Make Sure The Service You Offer Is More Than Just A Gimmick

A few years back, a good friend of mine who is an ERISA §3(38) fiduciary won a case from a disgruntled broker who claimed that all 3(38) services was just marketing. A 3(38) fiduciary that does a competent job and assumes discretionary control over the plan’s fiduciary process is more than marketing. But it’s a gimmick.

Hear me out, every service and every feature that a plan provider advertises is a gimmick. Now, there is nothing wrong with being a gimmick as long as there is some substance behind that service or feature. A gimmick is a special feature that makes something “stand out” from its contemporaries. However, the special feature is typically thought to be of little relevance or use. If you offer a service or feature that other plan providers don’t offer, just make sure the gimmick is something that plan sponsors could use. A fiduciary warranty that offers a plan sponsor absolutely zero protection is a gimmick with a feature that has no use. A good ERISA fiduciary offering substantive §3(16) or 3(38) services are offering a gimmick with a feature that plan sponsors could actually use.

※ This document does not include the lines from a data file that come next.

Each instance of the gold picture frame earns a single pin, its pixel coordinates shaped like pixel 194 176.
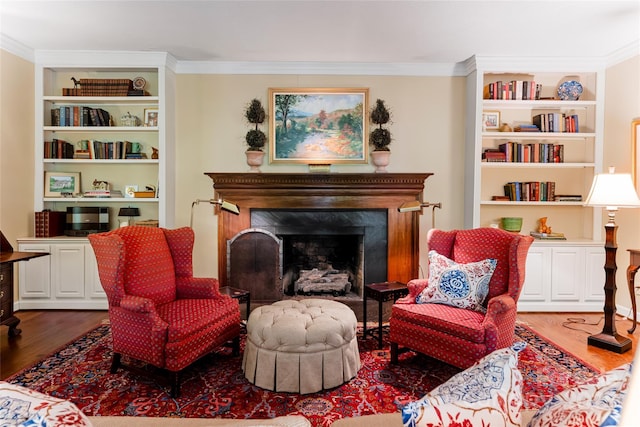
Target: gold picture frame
pixel 151 117
pixel 61 184
pixel 318 126
pixel 490 120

My flat fee approach to billing my clients is a gimmick, but it’s substantive because my clients have cost certainty rather than the billable hour approach that never seems to have any cap or limit.

The point is that any feature or service that you will use will allow you to stand out among the crowd, just make sure that the gimmick has some substance, so your client doesn’t ask like Clara Peller in those Wendy commercial as to “where’s the beef?”